An advantage of an HDR reservoir is that its confined nature makes it highly suitable for load-following operations, whereby the rate of energy production is varied to meet the varying demand for electric power—a process that can greatly increase the economic competitiveness of the technology.[113]
In 1986 the HDR system project of France and Germany in Soultz-sous-Forêts was started. In 1991 wells were drilled to 2.2 km depth and were stimulated. However, the attempt to create a reservoir was unsuccessful as high water losses was observed.[114][8]
In 1995 wells were deepened to 3.9 km and stimulated. A reservoir was created successfully in 1997 and a four-month circulation test with 25 L/s (6.6 USgal/s) flow rate without water loss was attained.[8]
In 2003 wells were deepened to 5.1 km. Stimulations were done to create a third reservoir, during circulation tests in 2005-2008 water was produced at a temperature of about 160 °C with low water loss. Construction of a power plant was begun.[115] The power plant started to produce electricity in 2016, it was installed with a gross capacity of 1.7 MWe.[116]
There have been numerous reports of the testing of unconfined geothermal systems pressure-stimulated in crystalline basement rock: for instance at the Rosemanowes quarry in Cornwall, England;[117] at the Hijiori[118] and Ogachi[119] calderas in Japan; and in the Cooper Basin, Australia.[120] However, all these “engineered” geothermal systems, while developed under programs directed toward the investigation of HDR technologies, have proven to be open—as evidenced by the high water losses observed during pressurized circulation.[121] In essence, they are all EGS or hydrothermal systems, not true HDR reservoirs.
The EGS concept was first described by Los Alamos researchers in 1990, at a geothermal symposium sponsored by the United States Department of Energy (DOE)[122]—many years before the DOE coined the term EGS in an attempt to emphasize the geothermal aspect of heat mining rather than the unique characteristics of HDR.
Hot Wet Rock (HWR) hydrothermal technology makes use of hot fluids found naturally in basement rock; but such HWR conditions are rare.[123] By far the bulk of the world's geothermal resource base (over 98%) is in the form of basement rock that is hot but dry—with no naturally available water. This means that HDR technology is applicable almost everywhere on Earth (hence the claim that HDR geothermal energy is ubiquitous). On the other hand, an uneconomic resource is actually just energy storage and not useful.

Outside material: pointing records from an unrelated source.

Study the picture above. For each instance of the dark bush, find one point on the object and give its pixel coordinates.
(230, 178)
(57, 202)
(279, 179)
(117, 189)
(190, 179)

Typically, the temperature in those vast regions of the accessible crystalline basement rock increases with depth. This geothermal gradient, which is the principal HDR resource variable, ranges from less than 20 °C/km to over 60 °C/km, depending upon location. The concomitant HDR economic variable is the cost of drilling to depths at which rock temperatures are sufficiently high to permit the development of a suitable reservoir.[124] The advent of new technologies for drilling hard crystalline basement rocks, such as new PDC (polycrystalline diamond compact) drill bits, drilling turbines or fluid-driven percussive technologies (such as Mudhammer [125]) may significantly improve HDR economics in the near future.[citation needed]
A definitive book on HDR development, including a full account of the experiments at Fenton Hill, was published by Springer-Verlag in April 2012.[105]